Discussion in 'Feeding & Watering Your Flock' started by lauraclaire, Nov 20, 2009.

  1. lauraclaire

    lauraclaire Out Of The Brooder

    Sep 9, 2009
    Bloomfield Hills
    I have 6 pullets that I have been feeding Countryside Naturals layer feed for the past 6 weeks. One of my girls has been laying for 3 weeks now (yippee!), but the other 5 are complete slackers and have yet to lay an egg. I didn't realize until after I got the feed that it is supplemented with calcium. My question is, is this feed dangerous to the kidneys of the girls who are NOT laying yet? They all look very healthy and happy but I would like to hear from some of the experts on this forum. Thanks!
  2. HEChicken

    HEChicken Overrun With Chickens

    Aug 12, 2009
    BuCo, KS
    My Coop
    I'll be interested in the other responses to this too. I've always heard not to feed the layer feed until they are laying so you are perhaps right to be concerned. I have a mixed-age flock, so plan to leave them on Flock Raiser, supplemented with Oyster Shell until the youngest is laying, just to be on the safe side.
  3. digitS'

    digitS' Chillin' With My Peeps

    Dec 12, 2007
    ID/WA border
    Some poultry scientists actually recommend switching to the higher calcium layer feed a couple of weeks before the onset of laying. But, I probably shouldn't say that here since so often we are tempted to think that layer feed "makes" them lay. Perhaps, we can feed it to nonlaying pullets and there will be a benefit. There is probably very little difference between layer feed and pullet developer feed, except for the percentage of calcium. Layer feed won't make them lay.
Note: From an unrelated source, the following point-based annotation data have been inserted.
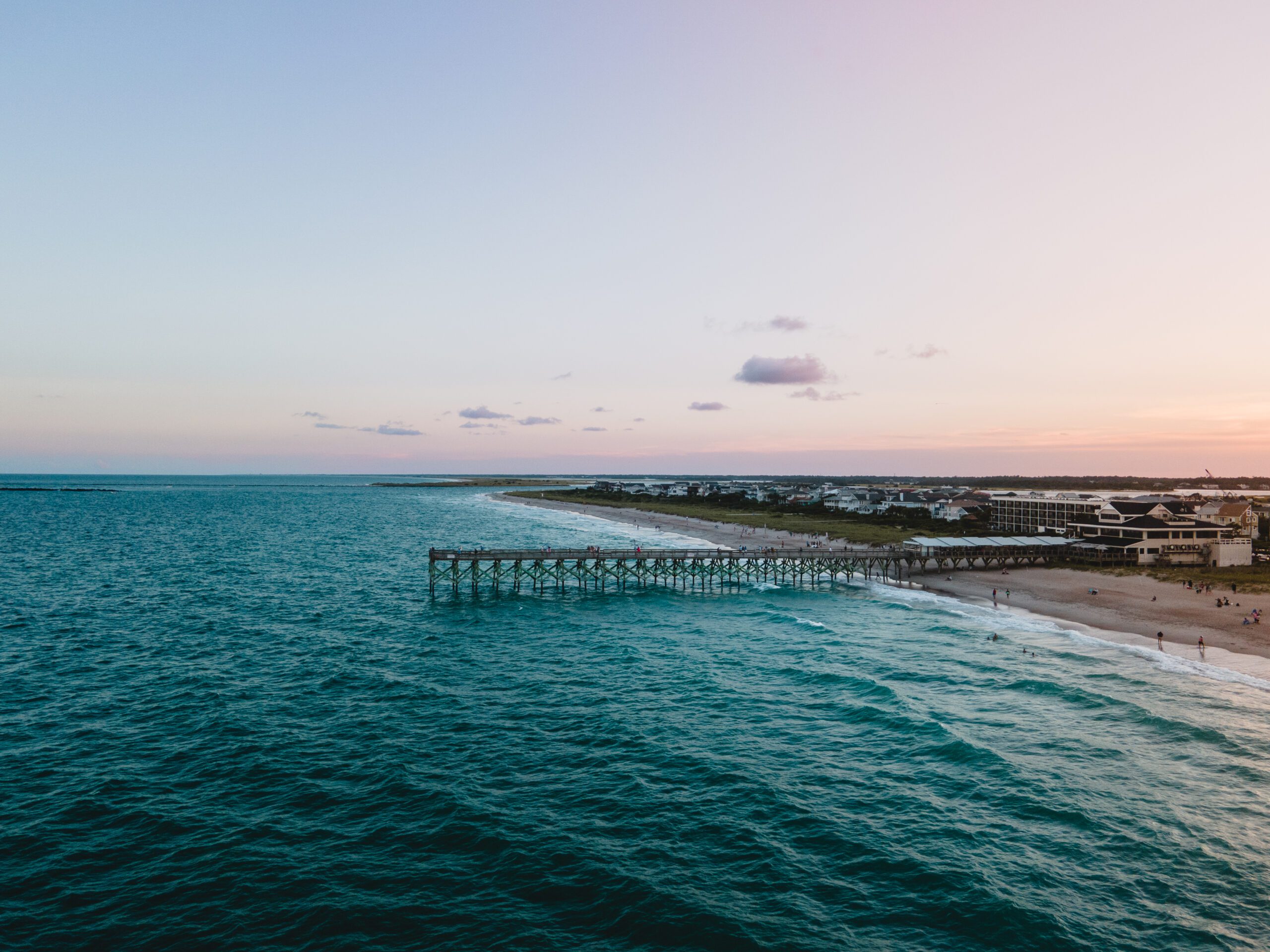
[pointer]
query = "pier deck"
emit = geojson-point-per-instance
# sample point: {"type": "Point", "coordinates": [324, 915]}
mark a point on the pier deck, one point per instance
{"type": "Point", "coordinates": [677, 568]}
{"type": "Point", "coordinates": [700, 568]}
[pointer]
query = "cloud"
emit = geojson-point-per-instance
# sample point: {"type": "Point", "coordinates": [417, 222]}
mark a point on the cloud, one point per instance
{"type": "Point", "coordinates": [926, 353]}
{"type": "Point", "coordinates": [778, 323]}
{"type": "Point", "coordinates": [781, 323]}
{"type": "Point", "coordinates": [483, 413]}
{"type": "Point", "coordinates": [813, 394]}
{"type": "Point", "coordinates": [783, 370]}
{"type": "Point", "coordinates": [393, 428]}
{"type": "Point", "coordinates": [397, 429]}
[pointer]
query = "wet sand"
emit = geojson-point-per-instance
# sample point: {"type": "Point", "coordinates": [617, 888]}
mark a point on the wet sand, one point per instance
{"type": "Point", "coordinates": [1123, 610]}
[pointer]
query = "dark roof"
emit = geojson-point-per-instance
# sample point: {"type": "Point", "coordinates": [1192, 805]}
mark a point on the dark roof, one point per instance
{"type": "Point", "coordinates": [1130, 507]}
{"type": "Point", "coordinates": [1113, 541]}
{"type": "Point", "coordinates": [1152, 522]}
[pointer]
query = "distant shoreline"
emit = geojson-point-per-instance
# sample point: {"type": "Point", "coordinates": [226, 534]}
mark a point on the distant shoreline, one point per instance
{"type": "Point", "coordinates": [1122, 612]}
{"type": "Point", "coordinates": [475, 481]}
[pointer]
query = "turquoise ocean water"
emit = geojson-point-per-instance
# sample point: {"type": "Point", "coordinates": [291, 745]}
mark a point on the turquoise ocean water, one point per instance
{"type": "Point", "coordinates": [232, 717]}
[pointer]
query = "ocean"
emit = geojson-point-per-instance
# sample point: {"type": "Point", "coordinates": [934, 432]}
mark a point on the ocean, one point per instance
{"type": "Point", "coordinates": [232, 717]}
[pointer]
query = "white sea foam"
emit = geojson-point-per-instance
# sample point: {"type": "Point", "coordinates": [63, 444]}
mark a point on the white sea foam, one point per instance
{"type": "Point", "coordinates": [1020, 620]}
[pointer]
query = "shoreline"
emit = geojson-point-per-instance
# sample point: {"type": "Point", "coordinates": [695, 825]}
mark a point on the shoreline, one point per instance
{"type": "Point", "coordinates": [1127, 610]}
{"type": "Point", "coordinates": [720, 534]}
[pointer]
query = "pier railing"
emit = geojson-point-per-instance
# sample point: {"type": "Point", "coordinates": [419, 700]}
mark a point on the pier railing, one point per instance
{"type": "Point", "coordinates": [601, 569]}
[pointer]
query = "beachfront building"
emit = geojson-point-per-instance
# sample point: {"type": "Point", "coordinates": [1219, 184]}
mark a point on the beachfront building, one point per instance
{"type": "Point", "coordinates": [1239, 516]}
{"type": "Point", "coordinates": [1160, 534]}
{"type": "Point", "coordinates": [956, 509]}
{"type": "Point", "coordinates": [1032, 513]}
{"type": "Point", "coordinates": [855, 500]}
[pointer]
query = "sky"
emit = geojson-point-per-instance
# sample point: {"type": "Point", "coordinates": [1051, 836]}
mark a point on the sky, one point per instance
{"type": "Point", "coordinates": [749, 238]}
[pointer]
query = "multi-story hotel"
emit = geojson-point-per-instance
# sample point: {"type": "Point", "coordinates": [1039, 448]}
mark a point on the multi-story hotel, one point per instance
{"type": "Point", "coordinates": [1035, 513]}
{"type": "Point", "coordinates": [1165, 532]}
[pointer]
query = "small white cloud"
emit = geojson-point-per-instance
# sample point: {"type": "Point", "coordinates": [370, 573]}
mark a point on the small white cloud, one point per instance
{"type": "Point", "coordinates": [813, 394]}
{"type": "Point", "coordinates": [783, 370]}
{"type": "Point", "coordinates": [928, 352]}
{"type": "Point", "coordinates": [482, 413]}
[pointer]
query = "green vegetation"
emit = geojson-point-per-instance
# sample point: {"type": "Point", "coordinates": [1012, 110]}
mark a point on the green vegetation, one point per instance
{"type": "Point", "coordinates": [886, 529]}
{"type": "Point", "coordinates": [1249, 578]}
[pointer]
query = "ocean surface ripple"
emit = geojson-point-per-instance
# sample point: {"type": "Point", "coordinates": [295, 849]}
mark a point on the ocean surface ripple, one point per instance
{"type": "Point", "coordinates": [232, 717]}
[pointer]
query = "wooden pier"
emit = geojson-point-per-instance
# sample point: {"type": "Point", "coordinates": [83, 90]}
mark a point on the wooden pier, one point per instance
{"type": "Point", "coordinates": [618, 569]}
{"type": "Point", "coordinates": [638, 568]}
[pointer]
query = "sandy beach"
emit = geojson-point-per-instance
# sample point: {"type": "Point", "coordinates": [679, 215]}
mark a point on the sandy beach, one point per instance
{"type": "Point", "coordinates": [1123, 604]}
{"type": "Point", "coordinates": [722, 534]}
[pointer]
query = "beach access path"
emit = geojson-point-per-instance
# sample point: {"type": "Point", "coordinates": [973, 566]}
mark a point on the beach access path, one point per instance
{"type": "Point", "coordinates": [1123, 603]}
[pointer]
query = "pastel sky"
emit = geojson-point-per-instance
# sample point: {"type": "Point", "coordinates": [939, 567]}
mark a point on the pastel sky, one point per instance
{"type": "Point", "coordinates": [916, 238]}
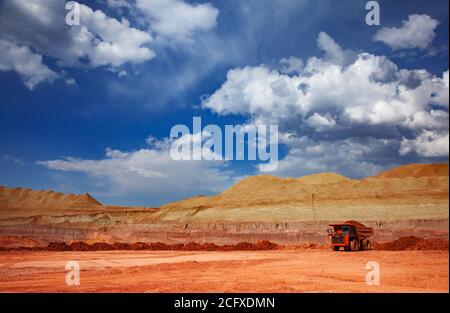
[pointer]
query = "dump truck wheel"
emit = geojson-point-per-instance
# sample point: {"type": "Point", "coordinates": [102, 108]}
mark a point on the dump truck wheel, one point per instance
{"type": "Point", "coordinates": [354, 245]}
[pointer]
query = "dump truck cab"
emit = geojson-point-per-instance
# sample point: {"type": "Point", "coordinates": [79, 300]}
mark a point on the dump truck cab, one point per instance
{"type": "Point", "coordinates": [350, 235]}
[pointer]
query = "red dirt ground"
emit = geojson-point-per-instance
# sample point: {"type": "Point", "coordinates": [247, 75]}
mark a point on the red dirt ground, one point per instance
{"type": "Point", "coordinates": [308, 270]}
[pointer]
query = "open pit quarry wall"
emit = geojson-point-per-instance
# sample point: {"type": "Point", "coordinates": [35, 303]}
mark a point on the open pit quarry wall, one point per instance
{"type": "Point", "coordinates": [410, 200]}
{"type": "Point", "coordinates": [15, 235]}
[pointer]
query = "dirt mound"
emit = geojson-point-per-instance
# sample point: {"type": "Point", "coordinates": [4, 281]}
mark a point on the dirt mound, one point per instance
{"type": "Point", "coordinates": [323, 179]}
{"type": "Point", "coordinates": [413, 243]}
{"type": "Point", "coordinates": [416, 170]}
{"type": "Point", "coordinates": [190, 246]}
{"type": "Point", "coordinates": [410, 191]}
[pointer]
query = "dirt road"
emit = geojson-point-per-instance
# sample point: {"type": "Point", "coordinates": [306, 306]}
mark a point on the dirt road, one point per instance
{"type": "Point", "coordinates": [233, 271]}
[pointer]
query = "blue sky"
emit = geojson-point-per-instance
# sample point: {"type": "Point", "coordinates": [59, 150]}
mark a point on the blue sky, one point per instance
{"type": "Point", "coordinates": [134, 69]}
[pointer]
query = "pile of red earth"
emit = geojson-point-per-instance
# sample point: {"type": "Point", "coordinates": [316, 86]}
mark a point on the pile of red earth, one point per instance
{"type": "Point", "coordinates": [191, 246]}
{"type": "Point", "coordinates": [413, 243]}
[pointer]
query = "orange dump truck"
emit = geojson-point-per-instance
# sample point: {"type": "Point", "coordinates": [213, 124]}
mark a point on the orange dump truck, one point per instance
{"type": "Point", "coordinates": [350, 235]}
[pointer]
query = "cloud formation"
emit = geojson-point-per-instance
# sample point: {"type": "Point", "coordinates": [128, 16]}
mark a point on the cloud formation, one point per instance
{"type": "Point", "coordinates": [99, 40]}
{"type": "Point", "coordinates": [151, 171]}
{"type": "Point", "coordinates": [340, 102]}
{"type": "Point", "coordinates": [176, 19]}
{"type": "Point", "coordinates": [416, 32]}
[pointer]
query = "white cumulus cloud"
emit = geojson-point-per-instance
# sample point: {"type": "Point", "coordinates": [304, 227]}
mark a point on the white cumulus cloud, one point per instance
{"type": "Point", "coordinates": [25, 62]}
{"type": "Point", "coordinates": [176, 19]}
{"type": "Point", "coordinates": [416, 32]}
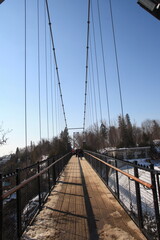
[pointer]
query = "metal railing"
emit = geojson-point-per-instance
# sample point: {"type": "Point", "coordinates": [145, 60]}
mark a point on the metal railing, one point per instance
{"type": "Point", "coordinates": [23, 193]}
{"type": "Point", "coordinates": [137, 188]}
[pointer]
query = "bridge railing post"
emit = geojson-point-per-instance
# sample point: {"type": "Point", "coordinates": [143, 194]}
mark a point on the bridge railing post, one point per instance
{"type": "Point", "coordinates": [155, 199]}
{"type": "Point", "coordinates": [117, 179]}
{"type": "Point", "coordinates": [49, 185]}
{"type": "Point", "coordinates": [39, 185]}
{"type": "Point", "coordinates": [138, 197]}
{"type": "Point", "coordinates": [19, 217]}
{"type": "Point", "coordinates": [1, 206]}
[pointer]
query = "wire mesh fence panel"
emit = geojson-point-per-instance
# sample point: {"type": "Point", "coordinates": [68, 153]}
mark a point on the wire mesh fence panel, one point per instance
{"type": "Point", "coordinates": [9, 208]}
{"type": "Point", "coordinates": [136, 187]}
{"type": "Point", "coordinates": [9, 218]}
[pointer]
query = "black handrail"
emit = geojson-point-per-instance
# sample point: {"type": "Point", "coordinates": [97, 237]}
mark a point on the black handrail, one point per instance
{"type": "Point", "coordinates": [40, 185]}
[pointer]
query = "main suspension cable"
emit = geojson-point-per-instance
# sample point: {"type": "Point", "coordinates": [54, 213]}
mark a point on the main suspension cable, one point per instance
{"type": "Point", "coordinates": [55, 59]}
{"type": "Point", "coordinates": [116, 55]}
{"type": "Point", "coordinates": [86, 77]}
{"type": "Point", "coordinates": [94, 39]}
{"type": "Point", "coordinates": [104, 65]}
{"type": "Point", "coordinates": [46, 68]}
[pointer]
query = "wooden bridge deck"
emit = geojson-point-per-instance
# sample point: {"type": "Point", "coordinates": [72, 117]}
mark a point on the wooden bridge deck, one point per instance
{"type": "Point", "coordinates": [80, 208]}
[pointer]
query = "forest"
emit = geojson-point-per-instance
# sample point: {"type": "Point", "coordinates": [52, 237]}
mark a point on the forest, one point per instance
{"type": "Point", "coordinates": [122, 134]}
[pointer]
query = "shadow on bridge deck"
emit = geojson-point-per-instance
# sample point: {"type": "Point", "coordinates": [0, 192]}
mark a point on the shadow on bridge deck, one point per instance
{"type": "Point", "coordinates": [81, 208]}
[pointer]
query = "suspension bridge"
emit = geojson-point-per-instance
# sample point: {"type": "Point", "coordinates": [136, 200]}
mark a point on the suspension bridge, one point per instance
{"type": "Point", "coordinates": [64, 196]}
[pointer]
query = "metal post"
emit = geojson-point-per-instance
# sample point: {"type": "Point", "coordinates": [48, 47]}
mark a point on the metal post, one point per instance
{"type": "Point", "coordinates": [39, 185]}
{"type": "Point", "coordinates": [1, 207]}
{"type": "Point", "coordinates": [117, 180]}
{"type": "Point", "coordinates": [19, 219]}
{"type": "Point", "coordinates": [107, 173]}
{"type": "Point", "coordinates": [138, 197]}
{"type": "Point", "coordinates": [49, 185]}
{"type": "Point", "coordinates": [157, 175]}
{"type": "Point", "coordinates": [54, 174]}
{"type": "Point", "coordinates": [155, 199]}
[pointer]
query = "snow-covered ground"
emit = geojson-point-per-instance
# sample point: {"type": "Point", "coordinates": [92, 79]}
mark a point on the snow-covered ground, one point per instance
{"type": "Point", "coordinates": [127, 192]}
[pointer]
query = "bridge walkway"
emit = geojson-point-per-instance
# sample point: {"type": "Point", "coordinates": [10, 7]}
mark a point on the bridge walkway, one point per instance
{"type": "Point", "coordinates": [81, 207]}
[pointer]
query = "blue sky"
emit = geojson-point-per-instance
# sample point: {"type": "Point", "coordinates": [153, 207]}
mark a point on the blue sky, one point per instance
{"type": "Point", "coordinates": [137, 38]}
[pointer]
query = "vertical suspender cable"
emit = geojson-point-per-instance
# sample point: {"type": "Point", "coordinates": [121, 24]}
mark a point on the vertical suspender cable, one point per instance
{"type": "Point", "coordinates": [55, 93]}
{"type": "Point", "coordinates": [46, 65]}
{"type": "Point", "coordinates": [94, 38]}
{"type": "Point", "coordinates": [86, 78]}
{"type": "Point", "coordinates": [116, 55]}
{"type": "Point", "coordinates": [39, 78]}
{"type": "Point", "coordinates": [51, 87]}
{"type": "Point", "coordinates": [94, 91]}
{"type": "Point", "coordinates": [104, 68]}
{"type": "Point", "coordinates": [55, 59]}
{"type": "Point", "coordinates": [91, 97]}
{"type": "Point", "coordinates": [25, 71]}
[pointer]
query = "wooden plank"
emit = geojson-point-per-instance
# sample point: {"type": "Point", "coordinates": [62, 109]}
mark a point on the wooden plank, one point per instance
{"type": "Point", "coordinates": [81, 192]}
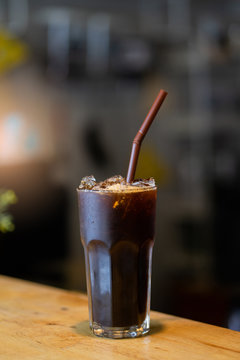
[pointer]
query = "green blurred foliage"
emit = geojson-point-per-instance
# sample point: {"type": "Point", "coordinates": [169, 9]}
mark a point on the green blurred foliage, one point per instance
{"type": "Point", "coordinates": [7, 198]}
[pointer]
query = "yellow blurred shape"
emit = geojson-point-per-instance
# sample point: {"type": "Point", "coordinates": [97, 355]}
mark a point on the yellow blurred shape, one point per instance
{"type": "Point", "coordinates": [12, 52]}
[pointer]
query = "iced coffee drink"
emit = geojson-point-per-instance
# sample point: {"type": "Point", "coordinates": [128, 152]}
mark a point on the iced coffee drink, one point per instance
{"type": "Point", "coordinates": [117, 231]}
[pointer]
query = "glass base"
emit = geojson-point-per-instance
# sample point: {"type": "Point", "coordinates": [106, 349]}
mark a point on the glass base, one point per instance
{"type": "Point", "coordinates": [120, 332]}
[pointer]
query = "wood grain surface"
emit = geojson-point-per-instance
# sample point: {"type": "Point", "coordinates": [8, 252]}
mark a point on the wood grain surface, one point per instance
{"type": "Point", "coordinates": [40, 322]}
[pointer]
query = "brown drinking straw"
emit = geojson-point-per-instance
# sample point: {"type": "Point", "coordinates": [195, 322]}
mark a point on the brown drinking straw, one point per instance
{"type": "Point", "coordinates": [141, 134]}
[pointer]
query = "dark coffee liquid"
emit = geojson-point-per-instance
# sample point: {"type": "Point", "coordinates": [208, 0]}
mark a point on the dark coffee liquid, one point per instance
{"type": "Point", "coordinates": [117, 232]}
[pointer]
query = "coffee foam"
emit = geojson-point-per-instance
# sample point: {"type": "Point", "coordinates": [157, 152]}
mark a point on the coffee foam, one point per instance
{"type": "Point", "coordinates": [116, 184]}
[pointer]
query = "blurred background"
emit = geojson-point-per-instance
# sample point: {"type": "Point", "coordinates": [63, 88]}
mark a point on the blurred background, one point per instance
{"type": "Point", "coordinates": [77, 78]}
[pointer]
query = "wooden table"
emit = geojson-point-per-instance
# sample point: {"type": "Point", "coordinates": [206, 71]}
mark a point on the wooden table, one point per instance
{"type": "Point", "coordinates": [40, 322]}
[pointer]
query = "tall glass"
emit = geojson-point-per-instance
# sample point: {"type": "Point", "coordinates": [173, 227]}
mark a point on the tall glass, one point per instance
{"type": "Point", "coordinates": [117, 232]}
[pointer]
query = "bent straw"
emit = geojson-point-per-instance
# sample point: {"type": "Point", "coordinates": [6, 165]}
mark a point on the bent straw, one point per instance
{"type": "Point", "coordinates": [141, 134]}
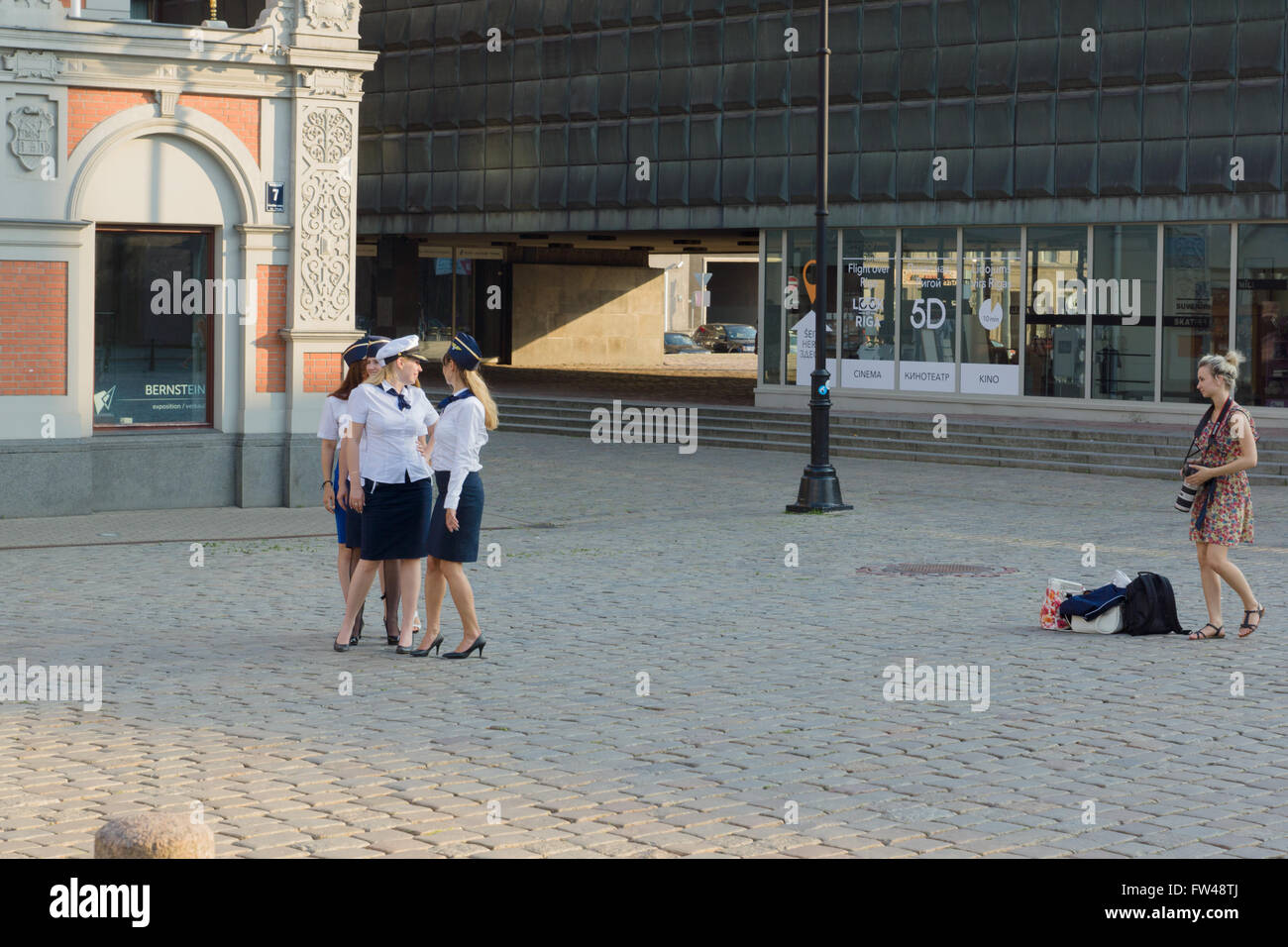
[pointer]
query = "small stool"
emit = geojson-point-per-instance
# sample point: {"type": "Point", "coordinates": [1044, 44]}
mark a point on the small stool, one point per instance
{"type": "Point", "coordinates": [154, 835]}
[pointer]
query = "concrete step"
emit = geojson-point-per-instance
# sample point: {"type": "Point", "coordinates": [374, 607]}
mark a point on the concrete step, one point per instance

    Note the "developer," "pre-layer," and the "5% to 50% production" feed calcium levels in Table 1, Feeding the Commercial Egg-Type Replacement Pullet. You probably can't go by that "15 weeks," however. These are production pullets and geared up to kick into production pretty much all at once and early compared to dual-purpose birds.

    The calcium in the feed is used by the laying hen to produce eggshells. At about 18 or 20 weeks of age, the pullet is probably storing a good deal of the excess calcium in the medullary bone and other bones of her skeleton. She no longer has developing kidneys and can probably void any extra that isn't stored or used for eggshell production.

    I wouldn't worry much about it unless the wait for eggs runs on for months and months.

    . . . just my 2ยข

  4. lauraclaire

    lauraclaire Out Of The Brooder

    Sep 9, 2009
    Bloomfield Hills
    thanks for the info! I think I will keep feeding them what I have and hope the 5 slackers get to laying in the next few weeks. If not, I'll think about switching to a whole grain feed and supplement with calcium. I guess this is yet another reason to read the ENTIRE ingredient list before ordering something!

    I would love to hear from more of you if there are any other opinions out there about this.